Eu lido com a morte desde pequeno. Minha mãe nunca me privou de ter contato com a morte, pessoas mortas, velórios, e ainda, onde morava, “de vez em sempre” a polícia, justiceiros ou bandidos deixavam corpos espalhados. Eu vi uma infinidade deles. Mas nada comparado a estar em um velório em que o velado escreveu o roteiro. Nunca tinha visto e nunca mais vi algo assim.

Foi uma cerimônia linda! Muito choro, mas uma lembrança boa, lembranças daquela mulher forte. Até hoje tenho na minha estante o novo testamento grego, que foi um presente dela. De vez em quando eu vejo e tenho uma grata lembrança daquelas caronas perigosas e divertidas.

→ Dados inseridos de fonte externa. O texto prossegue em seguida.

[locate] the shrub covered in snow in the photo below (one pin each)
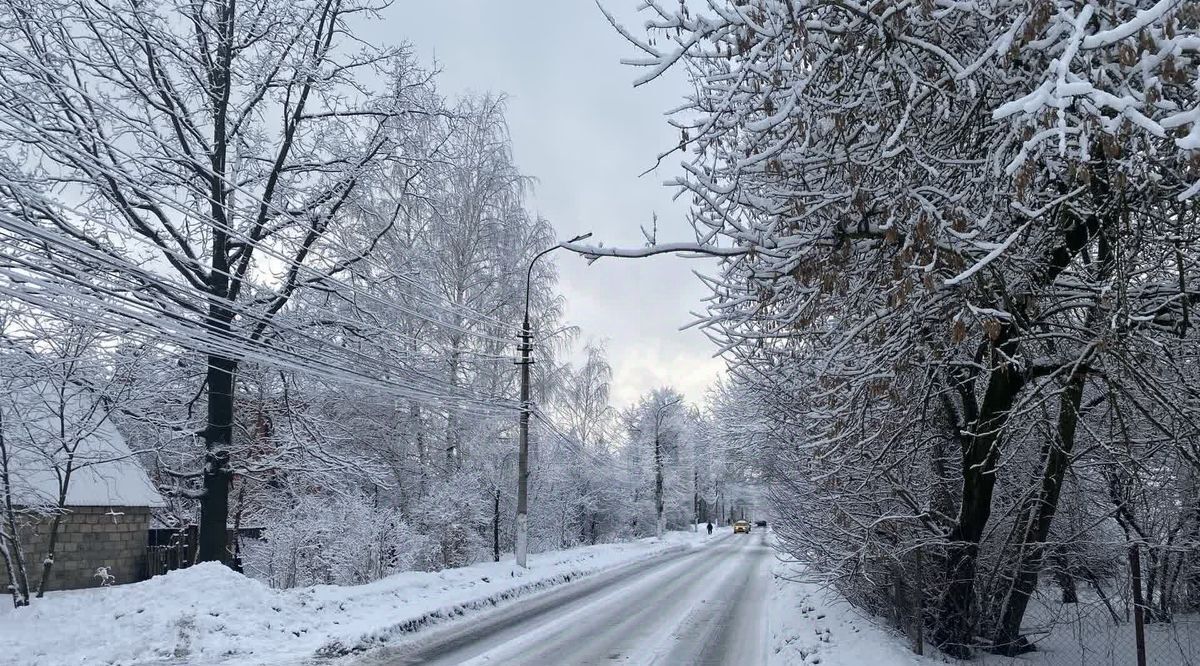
(343, 540)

Maria partiu, porém o seu legado até hoje é lembrado. Todos que conheço, quando falamos dela, falam com um carinho especial e impressionados com sua vida, carreira e cerimônia final. 

Conhecer mulheres como Maria me faz sempre olhar para minha esposa e minhas filhas de maneira especial, desejoso que possa propiciar um ambiente para que sejam mulheres marcantes, assim como aquela Maria.